Friday, January 20, 2012
The Small Things
There's that saying that says something like "Don't sweat the small stuff."
To the writer of that quote, I say "Easier said than done."
I am one of those detail-oriented people. I have a list of "small stuff" that just plain drive me crazy. Here is a quick sampling:
*Being woke up just a few minutes before the alarm goes off
*The incessant meowing from my eager, ornery cat who wants fed at 4:45pm instead of 5:00pm (yes, 15 minutes but she MUST remain on schedule)
*When people move my chaotic stack of papers, coupons, books, etc. (It may look like a mess, but I know where everything is)
I hate that I let "small stuff" bug me. Especially the small things that bring me back to the negative thoughts dealing with infertility. I really try to do a good job of covering my feelings about infertility. I go to work and am able to pretend that I am not suffering with childlessness. I pretend that I am not hurting although the pain is unbearable. I have become an expert at suppressing those feelings until I am comfortable within the walls of my home.

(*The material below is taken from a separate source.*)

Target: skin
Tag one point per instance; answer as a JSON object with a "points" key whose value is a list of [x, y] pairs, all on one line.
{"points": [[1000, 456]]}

However, some "small stuff" makes it really hard to keep everything together. And if you have never dealt with the feeling of helplessness like women dealing with infertility do everyday, then some of what I may say will sound ridiculous. You don't have to follow that with pity. I am not pitiful. I am strong.
THE SMALL 'THING'
The dentist. Yep, the dentist. I have an appointment every six months. I go to get a cleaning and x-rays. Every time I go, they ask the same question before placing the heavy, radiation-blocking apron across my body, "Is there any chance that you are pregnant?" A simple question.
However, this simple question that is asked every 180 days also reminds me that it has been 180 days without pregnancy news. It has been another six months of tears, disappointment, and sadness.
It isn't like I didn't already know that I wasn't pregnant. I know that...heck, I LIVE that everyday. I know that I am not pregnant! But that simple question that I expect going to the dentist brings all of those feelings to the forefront.
Simple, right? The dentist. But as that visit is looming in the next couple of weeks, it leaves me aching even more than normal. Because yes, it has been another six months.
Even though simple things like dreading the dentist for "the question" instead of the horrible things that can happen to my tiny mouth, I still know that it is God's will.
Don't get me wrong, even though I may stress out, I know that God is in control of my life. He has a plan and I am just trotting along waiting for him to show me the way.